I enjoyed this recent post on the Sewing Lawyer’s blog about which self-made garments she loves and always reached for and which— though well made— often hang in the closet.  Inspired, I pulled out the self-made garments I wear most often. I think you’ll notice some themes.

The most obvious one is color.  Although I like the idea of bright colors, the things I gravitate towards all fall on a spectrum between sienna brown and slate blue.  Not surprising, since this is one of my favorite color axes to paint with:

 

There are other themes too.
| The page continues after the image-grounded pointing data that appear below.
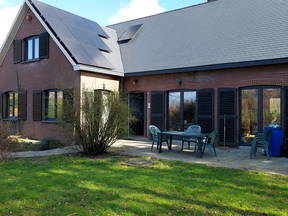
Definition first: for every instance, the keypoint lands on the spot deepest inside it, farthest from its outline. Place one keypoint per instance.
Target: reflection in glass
(189, 108)
(249, 115)
(174, 111)
(51, 105)
(30, 49)
(271, 106)
(36, 48)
Wide necklines (boat, scoop, or cowl), cap or long sleeves, A-line silhouettes, few details concentrated near the neckline.  One thing that jumps out is how few skirts and pants made it into this group, although I’ve sewn a good number of them.  Some are in too nice fabrics, some are too bright, some are cut too straight for biking to work, and many were made just after Joey was born and no longer fit.  I’d like to make a couple everyday skirts and pants in workhorse fabrics, but its hard to find casual bottom-weight fabrics I’m excited about.  Believe me, I’ve been looking :)

I do have a piece of olive cotton twill I think would be good for this and I’m trying to think about a pattern.  I love the lines on this one, although from the pictures it looks like its proportioned way too big for me.  Maybe I can scale it down to fit me.